Complément au commentaire du "Magnificat en canon" de Jacques BERTHIER (répertoire de Taizé)
- bohleremmanuel
- 18 mai 2021
- 9 min de lecture
Analyses et propositions de mises en oeuvres du célèbre « Magnificat en canon »à la manière d'une polyphonie de la Renaissance !
Complément du commentaire du célèbre "Magnificat en canon" du répertoire de Taizé.
Cote : Ateliers et Presses de TAIZE
Texte : Ecriture Sainte – Domaine public
Article publié par l’Union Sainte Cécile, dans la revue CAECILIA du Service Diocésain de Pastorale Liturgique et Sacramentelle, de musique et d’art sacré de l’archidiocèse de Strasbourg.
N°03, édition de mai 2021.

Au sein du commentaire de ce célèbre canon du répertoire de Taizé, nous avions pu mettre en évidence comment Jacques Berthier s'inspire et transpose les éléments stylistiques constitutifs de l'écriture contrapuntique vocale des polyphonies de la Renaissance pour les besoins de cette "assemblée" particulière qui se rassemble à Taizé.
Le "Magnificat en canon" de Jacques Berthier est composé d'un riche matériau thématique composé de :
· 2 canons monodiques (ou canon direct à l'unisson).
· 2 canons polyphoniques à 4 voix. (ce qui constitue une création).
Le thème de chacun des 4 canons est composé de 4 shèmes.
Basés sur la même grille harmonique, ces 4 canons sont donc parfaitement superposables.
Bien que le terme "canon" n'apparaisse qu'au XV-XVIème siècle, l'écriture fondamentale remonte au XIIIème siècle. Il s'agit d'un procédé d'écriture basée sur l'imitation. On énonce un thème (conséquent) et il se développe en imitation d'une voix à l'autre (conséquent) avec un décalage. Ce décalage produit un contrepoint.
Quoi que nous en pensions, même si l'écriture contrapuntique du canon n'est pas considérée comme un art "savant", il n'en demeure pas moins un art complexe.

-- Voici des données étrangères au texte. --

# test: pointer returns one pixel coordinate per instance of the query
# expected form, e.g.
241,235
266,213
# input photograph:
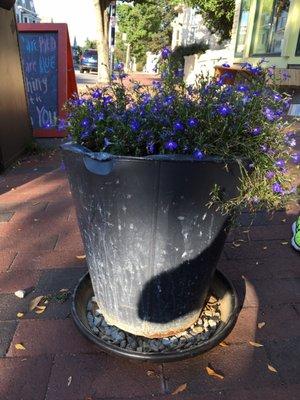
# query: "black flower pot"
151,242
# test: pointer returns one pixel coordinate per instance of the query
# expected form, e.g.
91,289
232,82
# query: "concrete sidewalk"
39,242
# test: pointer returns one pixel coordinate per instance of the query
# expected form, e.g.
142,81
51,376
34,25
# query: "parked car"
89,61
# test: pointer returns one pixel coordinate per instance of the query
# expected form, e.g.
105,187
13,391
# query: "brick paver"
39,242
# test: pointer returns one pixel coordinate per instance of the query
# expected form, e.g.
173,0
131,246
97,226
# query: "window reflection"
270,22
242,29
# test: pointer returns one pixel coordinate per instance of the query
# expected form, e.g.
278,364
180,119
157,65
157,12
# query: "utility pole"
112,33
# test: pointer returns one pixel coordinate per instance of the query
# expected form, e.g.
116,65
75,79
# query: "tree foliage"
147,25
217,14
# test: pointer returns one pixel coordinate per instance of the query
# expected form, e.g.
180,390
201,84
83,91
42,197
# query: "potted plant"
156,173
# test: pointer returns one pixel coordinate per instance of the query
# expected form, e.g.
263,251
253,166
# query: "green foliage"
147,25
243,122
89,44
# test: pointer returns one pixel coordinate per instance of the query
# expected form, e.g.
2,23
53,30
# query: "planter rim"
78,310
103,156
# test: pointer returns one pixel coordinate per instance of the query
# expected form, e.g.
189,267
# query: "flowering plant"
241,121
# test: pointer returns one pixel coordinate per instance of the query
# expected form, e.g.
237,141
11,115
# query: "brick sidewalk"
39,242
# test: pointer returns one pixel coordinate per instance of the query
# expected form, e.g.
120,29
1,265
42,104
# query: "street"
90,79
85,79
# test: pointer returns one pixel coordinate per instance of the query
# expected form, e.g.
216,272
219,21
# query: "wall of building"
15,127
287,60
25,12
189,28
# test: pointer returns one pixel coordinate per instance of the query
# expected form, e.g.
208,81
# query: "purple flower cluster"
216,117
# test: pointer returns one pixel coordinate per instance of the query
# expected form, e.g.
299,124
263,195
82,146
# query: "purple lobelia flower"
277,188
178,126
85,134
269,114
134,125
85,122
256,131
156,84
280,163
63,125
192,122
171,145
290,139
270,174
295,158
150,148
97,94
277,97
198,154
100,117
224,110
242,88
165,53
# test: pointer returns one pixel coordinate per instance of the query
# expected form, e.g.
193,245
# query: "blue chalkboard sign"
39,53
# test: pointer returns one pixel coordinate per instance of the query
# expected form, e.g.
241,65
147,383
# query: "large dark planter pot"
151,242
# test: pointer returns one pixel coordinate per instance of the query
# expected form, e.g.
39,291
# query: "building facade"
268,29
25,12
188,28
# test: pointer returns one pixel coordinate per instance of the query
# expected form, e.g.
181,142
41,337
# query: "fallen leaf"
255,344
180,389
19,346
35,302
20,293
223,344
40,309
151,373
272,369
213,373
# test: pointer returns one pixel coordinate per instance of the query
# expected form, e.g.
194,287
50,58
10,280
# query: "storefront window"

Art complexe car il faut savoir écrire un thème dont les shèmes qui le constituent soient superposables avec le décalage. Cela révèle d'une compétence à la fois métrique, harmonique et mathématique à cause du rapport de proportion.

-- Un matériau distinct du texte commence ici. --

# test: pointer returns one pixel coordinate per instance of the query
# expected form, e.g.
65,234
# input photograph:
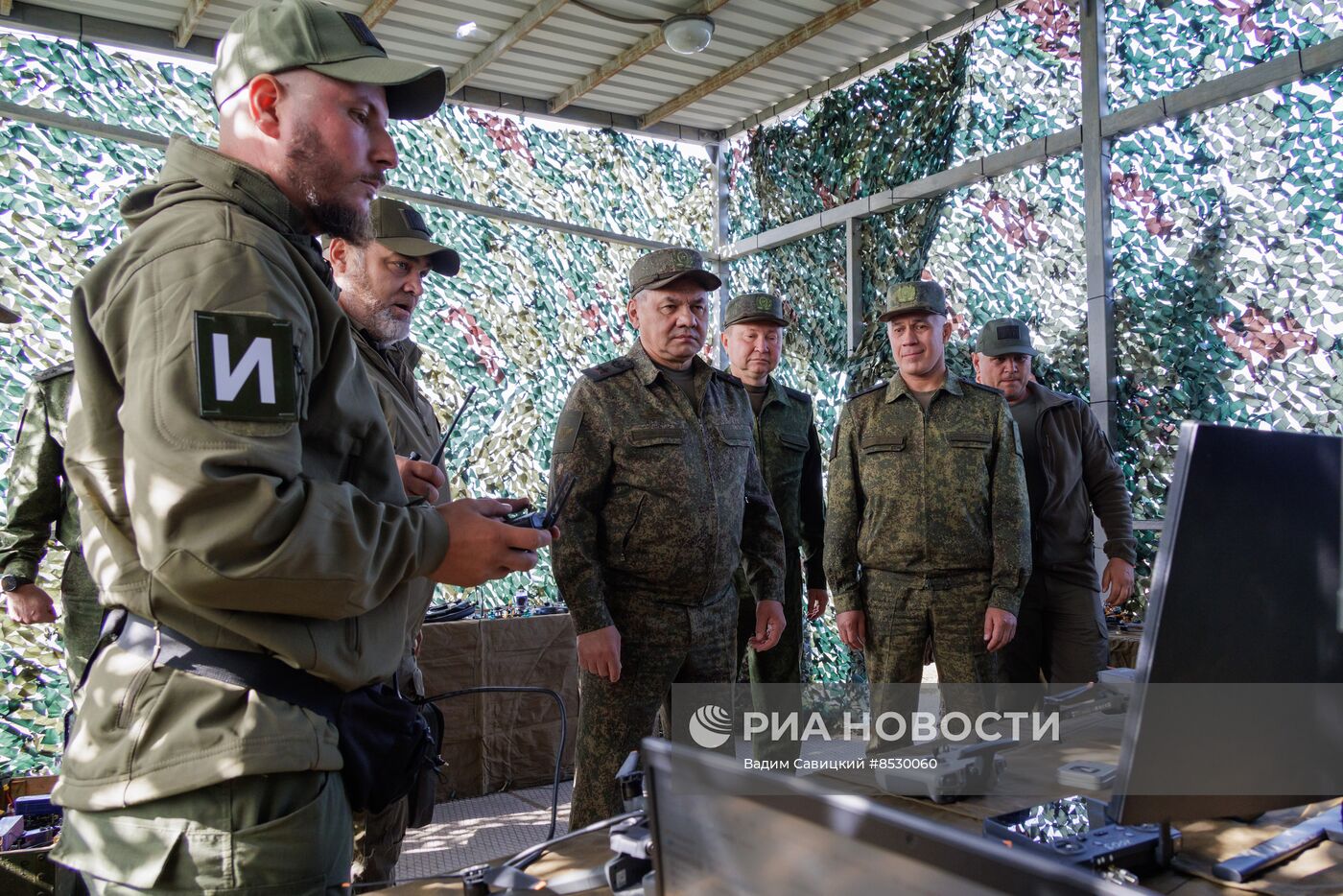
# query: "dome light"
688,34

Art complexe car il ne suffit pas de le commencer ! Il convient de surtout de l'organiser avec précision afin de pouvoir l'arrêter avec art ! L'organisation se situe à 2 niveaux. Tout d'abord l'organisation des ensembles vocaux (nous ne sommes obligés de conserver la structure traditionnelle des voix par pupitres) en définissant le nombre d'ensemble nécessaire ainsi que le nombre de choristes pour arriver à un équilibre sonore favorisant l'euphonie caractéristique de ce genre musical. Ensuite il y a l'organisation musicale avec les décalages et la répartition de thème, comme si le canon devait être écrit.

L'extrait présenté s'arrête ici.